Rolling Back Occupational Licensing
Republicans and Democrats are starting to agree occupational licensing has gone too far

"Arizona requires licenses for too many jobs—resulting in a maze of bureaucracy for small business people looking to earn an honest living," Arizona Governor Doug Ducey argued during his state of the state address in January. "The elites and special interests will tell you that these licenses are necessary. But often they have been designed to kill competition or keep out the little guy. So let's eliminate them."
The Copper State didn't just stop at words. A bill to strip licensing requirements from several overregulated professions, including geologists, landscape architects, and yoga teachers, is now working its way through the state legislature.
You don't often see politicians flocking to reduce their reach into people's lives. To the contrary, they generally get more mileage by expanding their power to aggrandize themselves, and to curry favor with special interest groups—such as established businesses that want to make it tough for competitors to set up shop.

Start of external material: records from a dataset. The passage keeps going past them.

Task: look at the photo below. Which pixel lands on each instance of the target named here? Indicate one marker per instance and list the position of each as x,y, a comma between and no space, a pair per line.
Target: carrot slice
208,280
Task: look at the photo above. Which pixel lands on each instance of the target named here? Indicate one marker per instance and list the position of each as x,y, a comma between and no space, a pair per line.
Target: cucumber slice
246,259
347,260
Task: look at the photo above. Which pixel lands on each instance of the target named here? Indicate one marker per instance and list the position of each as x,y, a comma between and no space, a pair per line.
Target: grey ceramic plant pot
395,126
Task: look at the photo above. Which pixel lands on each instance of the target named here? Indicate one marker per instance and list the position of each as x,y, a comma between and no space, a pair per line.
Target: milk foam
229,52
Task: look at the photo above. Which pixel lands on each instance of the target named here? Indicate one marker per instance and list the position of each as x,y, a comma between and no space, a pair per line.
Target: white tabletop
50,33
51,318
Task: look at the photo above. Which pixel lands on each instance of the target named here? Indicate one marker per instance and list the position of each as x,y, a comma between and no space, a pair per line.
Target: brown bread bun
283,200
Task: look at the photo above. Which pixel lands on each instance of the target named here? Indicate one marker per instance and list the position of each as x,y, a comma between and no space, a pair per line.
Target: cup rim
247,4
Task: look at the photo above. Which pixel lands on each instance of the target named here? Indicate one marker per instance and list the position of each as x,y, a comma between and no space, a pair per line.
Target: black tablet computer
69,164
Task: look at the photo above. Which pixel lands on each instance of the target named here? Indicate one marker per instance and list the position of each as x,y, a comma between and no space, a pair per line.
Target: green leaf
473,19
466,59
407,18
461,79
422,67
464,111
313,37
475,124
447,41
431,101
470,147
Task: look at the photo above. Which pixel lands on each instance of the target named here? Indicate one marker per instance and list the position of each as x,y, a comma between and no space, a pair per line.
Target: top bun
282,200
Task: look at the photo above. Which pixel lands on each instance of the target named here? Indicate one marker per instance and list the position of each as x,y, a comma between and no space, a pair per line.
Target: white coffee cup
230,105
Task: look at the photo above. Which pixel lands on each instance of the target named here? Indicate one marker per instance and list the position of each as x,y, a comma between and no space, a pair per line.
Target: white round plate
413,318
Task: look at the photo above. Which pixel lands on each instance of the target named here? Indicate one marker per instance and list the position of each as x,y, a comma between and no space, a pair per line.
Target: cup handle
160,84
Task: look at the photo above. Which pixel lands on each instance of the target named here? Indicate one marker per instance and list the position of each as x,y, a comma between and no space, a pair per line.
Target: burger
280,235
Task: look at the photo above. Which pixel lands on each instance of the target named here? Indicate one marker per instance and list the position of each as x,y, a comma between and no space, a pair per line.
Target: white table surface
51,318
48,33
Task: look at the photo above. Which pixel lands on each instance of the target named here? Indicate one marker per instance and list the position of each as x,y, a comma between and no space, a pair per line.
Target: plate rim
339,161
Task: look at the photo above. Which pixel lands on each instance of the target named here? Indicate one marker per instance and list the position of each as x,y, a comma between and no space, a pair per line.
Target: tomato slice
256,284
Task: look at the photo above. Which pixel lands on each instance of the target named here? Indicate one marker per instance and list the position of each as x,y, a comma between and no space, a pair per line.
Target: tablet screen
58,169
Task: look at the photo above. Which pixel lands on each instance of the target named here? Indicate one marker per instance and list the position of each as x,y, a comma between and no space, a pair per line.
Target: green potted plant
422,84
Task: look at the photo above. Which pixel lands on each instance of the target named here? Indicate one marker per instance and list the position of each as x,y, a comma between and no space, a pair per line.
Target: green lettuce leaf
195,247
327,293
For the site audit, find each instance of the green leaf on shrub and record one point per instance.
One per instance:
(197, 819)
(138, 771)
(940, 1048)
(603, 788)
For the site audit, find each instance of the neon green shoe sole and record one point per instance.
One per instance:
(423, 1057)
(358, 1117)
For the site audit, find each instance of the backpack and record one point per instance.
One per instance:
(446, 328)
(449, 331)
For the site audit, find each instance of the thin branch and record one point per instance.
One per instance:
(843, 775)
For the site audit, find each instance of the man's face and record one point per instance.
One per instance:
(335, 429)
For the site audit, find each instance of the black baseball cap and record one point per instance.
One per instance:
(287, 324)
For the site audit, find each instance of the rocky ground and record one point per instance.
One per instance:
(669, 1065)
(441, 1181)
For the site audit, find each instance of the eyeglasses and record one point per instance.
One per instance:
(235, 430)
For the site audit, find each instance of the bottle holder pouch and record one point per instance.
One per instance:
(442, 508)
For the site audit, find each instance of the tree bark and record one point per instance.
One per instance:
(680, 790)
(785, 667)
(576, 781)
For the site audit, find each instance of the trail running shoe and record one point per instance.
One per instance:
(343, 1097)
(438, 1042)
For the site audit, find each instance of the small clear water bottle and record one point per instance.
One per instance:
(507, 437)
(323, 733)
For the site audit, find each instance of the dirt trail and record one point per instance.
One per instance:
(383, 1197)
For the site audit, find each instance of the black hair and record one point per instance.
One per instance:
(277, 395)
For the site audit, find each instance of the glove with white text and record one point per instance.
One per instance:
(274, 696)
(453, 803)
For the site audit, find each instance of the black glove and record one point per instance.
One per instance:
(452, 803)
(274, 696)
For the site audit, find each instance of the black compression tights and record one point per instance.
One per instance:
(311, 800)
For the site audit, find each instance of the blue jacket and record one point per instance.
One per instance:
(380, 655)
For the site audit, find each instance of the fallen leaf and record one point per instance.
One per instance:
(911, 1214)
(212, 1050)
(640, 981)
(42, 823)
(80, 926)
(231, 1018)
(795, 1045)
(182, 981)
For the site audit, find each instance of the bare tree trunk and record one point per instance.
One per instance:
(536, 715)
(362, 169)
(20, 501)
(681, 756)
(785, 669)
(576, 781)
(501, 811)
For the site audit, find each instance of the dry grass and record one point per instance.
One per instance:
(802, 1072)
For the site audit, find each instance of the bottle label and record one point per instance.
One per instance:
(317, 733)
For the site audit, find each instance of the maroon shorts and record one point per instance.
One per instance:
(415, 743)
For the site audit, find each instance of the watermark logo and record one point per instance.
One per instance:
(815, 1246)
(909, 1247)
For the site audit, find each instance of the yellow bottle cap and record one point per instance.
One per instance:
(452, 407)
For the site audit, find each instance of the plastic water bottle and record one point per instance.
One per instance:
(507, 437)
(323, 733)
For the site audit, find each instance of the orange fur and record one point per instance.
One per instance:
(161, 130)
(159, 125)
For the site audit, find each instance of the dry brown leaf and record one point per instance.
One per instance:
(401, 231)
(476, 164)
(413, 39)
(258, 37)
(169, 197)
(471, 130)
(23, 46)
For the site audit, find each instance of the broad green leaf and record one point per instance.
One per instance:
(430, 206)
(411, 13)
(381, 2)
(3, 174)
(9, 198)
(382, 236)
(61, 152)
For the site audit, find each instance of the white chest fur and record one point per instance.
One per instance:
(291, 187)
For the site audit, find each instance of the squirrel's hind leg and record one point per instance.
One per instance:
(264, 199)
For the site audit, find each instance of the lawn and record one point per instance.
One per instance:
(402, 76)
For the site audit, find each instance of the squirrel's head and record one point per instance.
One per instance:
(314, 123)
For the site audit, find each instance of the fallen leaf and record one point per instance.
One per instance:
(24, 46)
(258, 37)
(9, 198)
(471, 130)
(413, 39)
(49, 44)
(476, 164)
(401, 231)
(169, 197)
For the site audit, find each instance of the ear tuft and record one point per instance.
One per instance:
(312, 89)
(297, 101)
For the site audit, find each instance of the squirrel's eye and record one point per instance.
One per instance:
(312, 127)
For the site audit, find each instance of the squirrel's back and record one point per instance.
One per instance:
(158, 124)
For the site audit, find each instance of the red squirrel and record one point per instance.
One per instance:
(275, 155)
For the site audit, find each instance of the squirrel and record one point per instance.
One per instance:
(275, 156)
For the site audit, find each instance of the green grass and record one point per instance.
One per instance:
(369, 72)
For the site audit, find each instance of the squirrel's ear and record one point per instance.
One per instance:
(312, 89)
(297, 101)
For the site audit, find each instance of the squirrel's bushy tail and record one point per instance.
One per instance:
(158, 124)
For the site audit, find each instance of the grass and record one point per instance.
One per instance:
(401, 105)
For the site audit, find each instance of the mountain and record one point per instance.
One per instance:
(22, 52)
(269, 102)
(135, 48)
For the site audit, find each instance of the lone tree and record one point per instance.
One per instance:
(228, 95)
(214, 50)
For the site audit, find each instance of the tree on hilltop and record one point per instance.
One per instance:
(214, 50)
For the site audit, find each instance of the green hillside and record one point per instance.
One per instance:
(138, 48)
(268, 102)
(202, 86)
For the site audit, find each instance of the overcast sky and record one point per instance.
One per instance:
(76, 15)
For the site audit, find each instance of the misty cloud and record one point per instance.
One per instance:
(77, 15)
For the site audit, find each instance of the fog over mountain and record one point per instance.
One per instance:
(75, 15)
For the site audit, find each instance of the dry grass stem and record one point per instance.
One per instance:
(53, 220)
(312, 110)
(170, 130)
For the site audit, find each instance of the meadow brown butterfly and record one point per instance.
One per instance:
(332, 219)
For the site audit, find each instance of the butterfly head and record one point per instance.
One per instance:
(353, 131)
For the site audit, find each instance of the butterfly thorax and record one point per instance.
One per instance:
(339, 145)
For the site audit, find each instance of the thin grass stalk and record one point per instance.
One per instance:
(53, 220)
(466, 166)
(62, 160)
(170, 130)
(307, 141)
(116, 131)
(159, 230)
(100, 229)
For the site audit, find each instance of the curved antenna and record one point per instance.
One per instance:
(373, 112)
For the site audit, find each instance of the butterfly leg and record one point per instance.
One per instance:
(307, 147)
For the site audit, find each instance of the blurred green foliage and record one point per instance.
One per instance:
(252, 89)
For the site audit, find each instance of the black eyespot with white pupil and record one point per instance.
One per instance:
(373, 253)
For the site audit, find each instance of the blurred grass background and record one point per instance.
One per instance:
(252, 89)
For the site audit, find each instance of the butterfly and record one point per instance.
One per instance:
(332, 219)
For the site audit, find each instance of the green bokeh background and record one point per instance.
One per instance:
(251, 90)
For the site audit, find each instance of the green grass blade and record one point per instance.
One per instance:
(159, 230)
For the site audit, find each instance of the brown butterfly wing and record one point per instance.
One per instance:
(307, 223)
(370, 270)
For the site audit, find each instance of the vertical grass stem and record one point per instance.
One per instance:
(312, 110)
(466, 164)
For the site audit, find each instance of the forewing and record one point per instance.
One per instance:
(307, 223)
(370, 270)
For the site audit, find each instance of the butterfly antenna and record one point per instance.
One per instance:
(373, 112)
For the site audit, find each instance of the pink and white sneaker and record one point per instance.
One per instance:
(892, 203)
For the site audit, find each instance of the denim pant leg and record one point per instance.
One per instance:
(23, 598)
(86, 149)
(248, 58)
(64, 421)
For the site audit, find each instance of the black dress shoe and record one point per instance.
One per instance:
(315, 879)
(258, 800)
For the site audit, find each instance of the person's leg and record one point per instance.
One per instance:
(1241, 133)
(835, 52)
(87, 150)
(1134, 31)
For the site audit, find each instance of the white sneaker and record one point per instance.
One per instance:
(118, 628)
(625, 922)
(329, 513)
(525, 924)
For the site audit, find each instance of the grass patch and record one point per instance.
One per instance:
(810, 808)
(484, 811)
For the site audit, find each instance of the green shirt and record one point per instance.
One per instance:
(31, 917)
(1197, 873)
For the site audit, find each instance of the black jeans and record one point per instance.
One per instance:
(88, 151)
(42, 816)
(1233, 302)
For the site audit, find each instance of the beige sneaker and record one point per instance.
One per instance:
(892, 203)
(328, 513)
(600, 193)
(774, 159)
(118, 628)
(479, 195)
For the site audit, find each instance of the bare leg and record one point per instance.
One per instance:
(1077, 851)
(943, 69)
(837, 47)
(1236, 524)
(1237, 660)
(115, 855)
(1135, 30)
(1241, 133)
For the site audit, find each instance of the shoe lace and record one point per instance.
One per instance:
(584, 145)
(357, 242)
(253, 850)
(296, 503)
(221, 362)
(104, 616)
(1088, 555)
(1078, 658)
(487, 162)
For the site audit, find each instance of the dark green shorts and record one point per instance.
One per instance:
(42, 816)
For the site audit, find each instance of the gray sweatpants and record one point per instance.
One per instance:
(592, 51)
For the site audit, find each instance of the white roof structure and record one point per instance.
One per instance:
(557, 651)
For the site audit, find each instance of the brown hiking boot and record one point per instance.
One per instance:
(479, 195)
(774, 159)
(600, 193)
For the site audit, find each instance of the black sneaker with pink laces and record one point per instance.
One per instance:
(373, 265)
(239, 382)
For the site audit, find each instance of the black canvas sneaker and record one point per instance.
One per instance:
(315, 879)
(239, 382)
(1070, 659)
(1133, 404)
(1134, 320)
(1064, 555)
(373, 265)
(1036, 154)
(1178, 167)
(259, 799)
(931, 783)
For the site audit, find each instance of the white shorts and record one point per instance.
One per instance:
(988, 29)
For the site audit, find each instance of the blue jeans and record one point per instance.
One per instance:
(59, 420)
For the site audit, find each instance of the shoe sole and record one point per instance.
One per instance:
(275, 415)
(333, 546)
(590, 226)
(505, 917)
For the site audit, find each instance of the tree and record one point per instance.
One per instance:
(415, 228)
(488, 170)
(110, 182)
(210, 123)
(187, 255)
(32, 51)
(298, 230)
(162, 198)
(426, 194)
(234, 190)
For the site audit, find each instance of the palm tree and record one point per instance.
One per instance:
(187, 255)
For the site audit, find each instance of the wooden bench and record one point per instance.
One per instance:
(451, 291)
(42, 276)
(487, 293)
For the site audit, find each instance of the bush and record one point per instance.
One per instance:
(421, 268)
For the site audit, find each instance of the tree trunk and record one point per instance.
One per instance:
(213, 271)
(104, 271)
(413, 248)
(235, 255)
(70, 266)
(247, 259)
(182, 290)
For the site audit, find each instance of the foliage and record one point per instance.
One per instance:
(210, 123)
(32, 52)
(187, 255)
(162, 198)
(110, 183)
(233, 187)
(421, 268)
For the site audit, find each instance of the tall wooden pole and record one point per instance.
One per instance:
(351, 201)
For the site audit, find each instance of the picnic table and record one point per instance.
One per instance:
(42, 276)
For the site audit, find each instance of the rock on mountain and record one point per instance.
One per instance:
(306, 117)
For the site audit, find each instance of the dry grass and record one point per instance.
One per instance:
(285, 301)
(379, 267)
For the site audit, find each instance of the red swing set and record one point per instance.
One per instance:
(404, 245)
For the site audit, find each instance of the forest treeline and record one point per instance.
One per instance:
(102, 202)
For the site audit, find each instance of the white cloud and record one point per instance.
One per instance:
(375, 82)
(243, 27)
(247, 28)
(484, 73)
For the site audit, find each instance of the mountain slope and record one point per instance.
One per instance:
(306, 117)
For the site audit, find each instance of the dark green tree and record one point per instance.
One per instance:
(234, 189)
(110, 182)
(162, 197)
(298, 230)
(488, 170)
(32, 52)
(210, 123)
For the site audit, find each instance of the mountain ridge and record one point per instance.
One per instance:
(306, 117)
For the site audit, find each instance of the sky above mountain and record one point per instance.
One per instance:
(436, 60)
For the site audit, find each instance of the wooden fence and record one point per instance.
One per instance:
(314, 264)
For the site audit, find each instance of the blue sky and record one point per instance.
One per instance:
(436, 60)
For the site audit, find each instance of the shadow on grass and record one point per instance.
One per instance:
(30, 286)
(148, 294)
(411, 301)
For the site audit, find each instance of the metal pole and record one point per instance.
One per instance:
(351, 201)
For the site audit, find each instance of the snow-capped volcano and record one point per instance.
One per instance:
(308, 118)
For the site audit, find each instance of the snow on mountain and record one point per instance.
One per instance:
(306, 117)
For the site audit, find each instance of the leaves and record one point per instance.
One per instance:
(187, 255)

But Arizona's Goldwater Institute published a much-discussed report last year pointing out that occupational licensing has been a losing proposition for consumers and entrepreneurs alike.
"States that license more than 50 percent of the low-income occupations had an average entrepreneurship rate that was 11 percent lower than the average for all states," the report noted. Unsurprisingly, people with limited resources get whacked the hardest. "[T]he higher the rate of licensure of low-income occupations, the lower the rate of low-income entrepreneurship."
At the same time, "those who hold licenses within licensed professions have 15 percent higher wages than those in unlicensed professions" because of reduced competition. That's a cost that has to be picked up by those hiring the services of licensed professionals designing their yards, teaching them yoga, or providing any of a host of services in fields with limited competition.
That's a problem in a country where the percentage of the workforce covered by licensing laws rose from less than 5 percent during the 1950s to 20 percent by 2000 and 29 percent in 2006, according to research by Morris M. Kleiner and Alan B. Krueger. A lot of fields have been effectively closed to new entrants with limited resources. And Americans are paying higher bills than necessary as a result.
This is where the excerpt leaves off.